「オールラウンダーで頑張っていこうと思っています」
――悠木さんが演じるトプスが本当に愛くるしかったのですが、あの声はすぐに決まったのでしょうか?
確かもっと少年に作っていったんじゃなかったかな?…と。収録したのがだいぶ前なので記憶があいまいなんですけれど、「もっとかわいくしてほしい」と言われた気がします。
実はオーディションはプノンを受けていたのですが、「トプスで」と言っていただいたので、そこから自分ができるトプスのパーツは何かな? と探していきました。
あざといくらいかわいくていいのか、天然な生き物としてかわいいのか、絵がとてもかわいいのでやり過ぎた方がいいのか、やり過ぎない方がいいのか…シーンによっても違ったので、チューニングが難しいなと思いました。
――トプスの成長を描くうえで変えた部分はありましたか?
台本自体が(前半と後半で)とても変わっていて、最初のトプスは「ぽわぽわでね~」や「お母さんがね~」って、本当に1歳か2歳の赤ちゃんみたいだったんですけれど、友達が増えたことで会話をするようになって、「お姉ちゃん、大変だよ!」って言うようになったり、ハキハキ喋るようになって、語彙が増えていったんです。
トプスは何を見せたいのかがとても明確なキャラクターだったので、台本通りに演じられればちゃんと成長するようによくお話が練られていたと思います。
――トプスのセリフではない部分もとてもかわいかったです! あのような表現はお得意なんですか?
ありがとうございます…! セリフで説明してくれている時は、ちょっと引き算した方が言葉の意味が伝わったりする時があるんですけれど、トプスのように言葉が足りない状態の時はちょっと盛ってあげないと何を考えているか分からないんですよね。
例えば最初の方でトプスがお腹が減っちゃって“ぺちょ”ってなる場面でも「ふに」って入れてみたり(笑)。
――…! あれって悠木さんのアドリブなんですか!?
(トプスの)小さい動きについているのはだいたいアドリブでつけています。
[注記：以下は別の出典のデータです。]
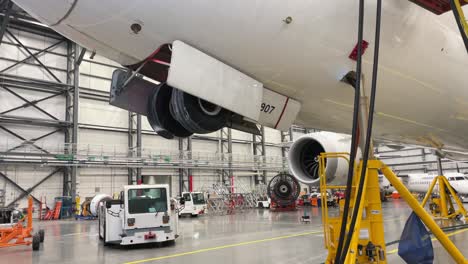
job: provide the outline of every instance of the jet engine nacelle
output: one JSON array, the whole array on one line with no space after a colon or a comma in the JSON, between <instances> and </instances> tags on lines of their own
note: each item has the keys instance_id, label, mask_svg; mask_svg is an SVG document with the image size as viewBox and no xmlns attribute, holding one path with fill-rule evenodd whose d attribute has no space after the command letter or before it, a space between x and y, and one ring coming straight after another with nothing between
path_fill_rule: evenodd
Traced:
<instances>
[{"instance_id":1,"label":"jet engine nacelle","mask_svg":"<svg viewBox=\"0 0 468 264\"><path fill-rule=\"evenodd\" d=\"M322 152L349 152L351 136L315 132L296 139L288 152L289 168L300 182L319 184L319 158ZM361 154L358 151L358 160ZM343 158L326 159L327 182L343 184L348 176L348 162Z\"/></svg>"}]
</instances>

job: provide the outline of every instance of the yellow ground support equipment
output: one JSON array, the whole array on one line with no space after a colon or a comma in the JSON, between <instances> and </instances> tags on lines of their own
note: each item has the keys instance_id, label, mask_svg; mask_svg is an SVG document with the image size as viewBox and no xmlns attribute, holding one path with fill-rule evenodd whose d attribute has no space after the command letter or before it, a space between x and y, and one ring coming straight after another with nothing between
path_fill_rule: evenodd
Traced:
<instances>
[{"instance_id":1,"label":"yellow ground support equipment","mask_svg":"<svg viewBox=\"0 0 468 264\"><path fill-rule=\"evenodd\" d=\"M421 206L426 206L427 201L433 196L436 186L439 188L439 196L431 199L431 203L429 204L431 214L438 218L455 218L459 216L467 218L463 203L444 176L437 176L434 178ZM457 204L457 208L453 205L452 199Z\"/></svg>"},{"instance_id":2,"label":"yellow ground support equipment","mask_svg":"<svg viewBox=\"0 0 468 264\"><path fill-rule=\"evenodd\" d=\"M319 157L320 173L320 192L322 193L323 203L326 203L326 191L329 189L342 189L344 186L331 186L326 183L325 166L327 159L341 158L349 162L348 153L321 153ZM360 204L356 204L355 198L359 191L359 177L361 175L360 162L354 168L353 184L351 189L350 213L358 210L358 218L355 229L352 232L351 244L346 254L345 264L354 263L387 263L387 254L384 238L384 224L382 215L382 205L380 200L379 171L381 171L389 182L400 193L413 211L418 215L421 221L429 228L434 236L439 240L442 246L452 256L456 263L468 263L458 248L448 238L448 236L437 225L434 219L419 204L418 200L408 191L393 171L380 160L371 159L368 161L366 178L364 182L363 196ZM328 250L328 256L325 263L334 264L336 257L338 237L341 228L343 213L343 203L340 202L340 215L330 216L327 206L322 206L322 221L324 228L325 248ZM348 221L349 223L350 221ZM349 224L346 229L350 233Z\"/></svg>"}]
</instances>

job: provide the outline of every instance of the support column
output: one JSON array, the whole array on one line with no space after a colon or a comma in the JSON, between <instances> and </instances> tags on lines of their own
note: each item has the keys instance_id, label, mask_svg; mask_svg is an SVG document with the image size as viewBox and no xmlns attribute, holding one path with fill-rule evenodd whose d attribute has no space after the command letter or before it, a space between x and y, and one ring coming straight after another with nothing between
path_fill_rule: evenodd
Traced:
<instances>
[{"instance_id":1,"label":"support column","mask_svg":"<svg viewBox=\"0 0 468 264\"><path fill-rule=\"evenodd\" d=\"M220 152L223 161L227 161L228 169L221 170L221 182L224 185L232 186L232 131L231 128L223 128L220 130L221 132L221 142L220 142Z\"/></svg>"},{"instance_id":2,"label":"support column","mask_svg":"<svg viewBox=\"0 0 468 264\"><path fill-rule=\"evenodd\" d=\"M73 56L73 133L72 133L72 144L73 144L73 155L76 156L78 152L78 110L79 110L79 101L80 101L80 66L78 65L78 54L80 46L76 43L74 46L74 56ZM75 202L76 198L76 182L78 175L78 167L73 166L71 168L71 177L70 177L70 196L72 201Z\"/></svg>"},{"instance_id":3,"label":"support column","mask_svg":"<svg viewBox=\"0 0 468 264\"><path fill-rule=\"evenodd\" d=\"M257 162L260 163L261 168L257 170L255 176L255 185L267 183L267 172L265 170L266 163L266 148L265 148L265 127L260 126L260 135L252 135L253 154Z\"/></svg>"},{"instance_id":4,"label":"support column","mask_svg":"<svg viewBox=\"0 0 468 264\"><path fill-rule=\"evenodd\" d=\"M141 115L128 112L128 157L141 159ZM135 129L136 127L136 129ZM128 168L128 184L141 184L141 167Z\"/></svg>"},{"instance_id":5,"label":"support column","mask_svg":"<svg viewBox=\"0 0 468 264\"><path fill-rule=\"evenodd\" d=\"M71 41L67 41L67 84L72 85L72 70L73 70L73 43ZM67 87L65 92L65 121L67 123L71 123L72 121L72 109L73 109L73 90L70 87ZM72 140L71 135L73 131L70 128L66 128L64 131L65 134L65 148L64 154L66 155L73 155L72 151ZM71 168L65 167L63 170L63 189L62 195L68 196L70 194L70 178L71 178Z\"/></svg>"},{"instance_id":6,"label":"support column","mask_svg":"<svg viewBox=\"0 0 468 264\"><path fill-rule=\"evenodd\" d=\"M141 139L141 115L140 114L137 114L137 157L139 160L141 160L141 146L142 146L142 139ZM141 167L138 167L136 169L136 180L137 180L137 184L142 184L143 183L143 179L142 179L142 176L141 176Z\"/></svg>"},{"instance_id":7,"label":"support column","mask_svg":"<svg viewBox=\"0 0 468 264\"><path fill-rule=\"evenodd\" d=\"M179 166L186 164L185 160L192 159L192 137L179 138ZM179 168L179 195L184 191L190 191L189 182L192 169ZM187 182L187 185L185 184Z\"/></svg>"}]
</instances>

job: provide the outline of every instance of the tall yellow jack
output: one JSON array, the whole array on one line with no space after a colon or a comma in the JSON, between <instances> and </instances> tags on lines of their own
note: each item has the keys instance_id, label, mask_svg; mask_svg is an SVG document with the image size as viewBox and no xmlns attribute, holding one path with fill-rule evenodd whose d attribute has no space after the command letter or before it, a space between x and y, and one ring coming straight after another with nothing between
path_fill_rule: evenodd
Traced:
<instances>
[{"instance_id":1,"label":"tall yellow jack","mask_svg":"<svg viewBox=\"0 0 468 264\"><path fill-rule=\"evenodd\" d=\"M424 197L421 206L425 207L429 198L432 197L434 189L438 185L439 188L439 197L432 198L432 202L429 204L431 214L437 218L455 218L455 217L465 217L467 218L465 207L463 203L458 198L457 193L450 185L447 178L444 176L437 176L432 181L429 190ZM448 192L447 192L448 191ZM453 206L452 198L457 204L457 208Z\"/></svg>"},{"instance_id":2,"label":"tall yellow jack","mask_svg":"<svg viewBox=\"0 0 468 264\"><path fill-rule=\"evenodd\" d=\"M344 186L328 186L326 183L325 164L327 159L341 158L349 162L349 154L347 153L321 153L319 157L319 173L320 173L320 191L324 201L322 204L327 204L325 194L329 189L342 189ZM345 264L354 263L387 263L387 254L385 248L384 224L382 215L382 205L380 200L380 189L378 171L380 170L389 182L395 187L402 199L404 199L413 211L419 216L421 221L439 240L442 246L452 256L456 263L466 263L468 260L462 255L458 248L448 238L448 236L437 225L434 219L429 215L418 200L408 191L393 171L383 162L376 159L368 161L364 189L360 204L356 204L356 194L358 192L359 177L361 175L362 162L355 167L353 177L353 187L351 190L350 212L354 208L358 209L358 218L353 230L351 244L346 253ZM453 189L452 189L453 190ZM336 247L341 227L341 214L343 213L342 203L340 203L340 215L330 217L328 208L322 206L322 220L324 228L325 248L328 250L328 256L325 263L334 263L336 256ZM351 216L348 216L349 218ZM348 221L350 223L351 221ZM347 233L350 232L349 224ZM341 263L340 263L341 264Z\"/></svg>"}]
</instances>

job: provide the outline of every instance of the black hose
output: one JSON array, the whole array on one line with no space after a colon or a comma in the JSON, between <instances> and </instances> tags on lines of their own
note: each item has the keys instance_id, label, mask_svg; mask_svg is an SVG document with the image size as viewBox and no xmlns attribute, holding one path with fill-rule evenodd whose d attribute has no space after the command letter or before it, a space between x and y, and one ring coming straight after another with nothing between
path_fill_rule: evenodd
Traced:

「…」とかは台本上にあったりするんですけれど、細かくついているものはアドリブで入れていました。
トプスの動きもコミカルだったので、(細かく)入っていた方が子供たちが見てくれた時に楽しいかな? と思って、ちょっと味をつけてみました。
ただ、得意かと言われると…でも、動きに合わせていろいろなものを入れていくのは楽しかったです。得意でいうと何なんだろう? 最近よく言われるのは早口なもの…あと、業界に来た当初は泣きの芝居があるものがオーディションでは受かりやすかったんですけれど、最近はどっこいの打率ですね(笑)。
でも、不思議だな、うれしいなと思うのが、ファンの皆さんに「悠木碧と言えばどの役ですか?」と聞いた時に、全然違う答えが返ってくるんです。
声優さんって声自体に特徴があると、「これと言えばこの人!」というようなことがあるんですけれど、私はいろんな役、いろんな色で挙げていただいて、オールラウンダーで頑張っていこうと思っています。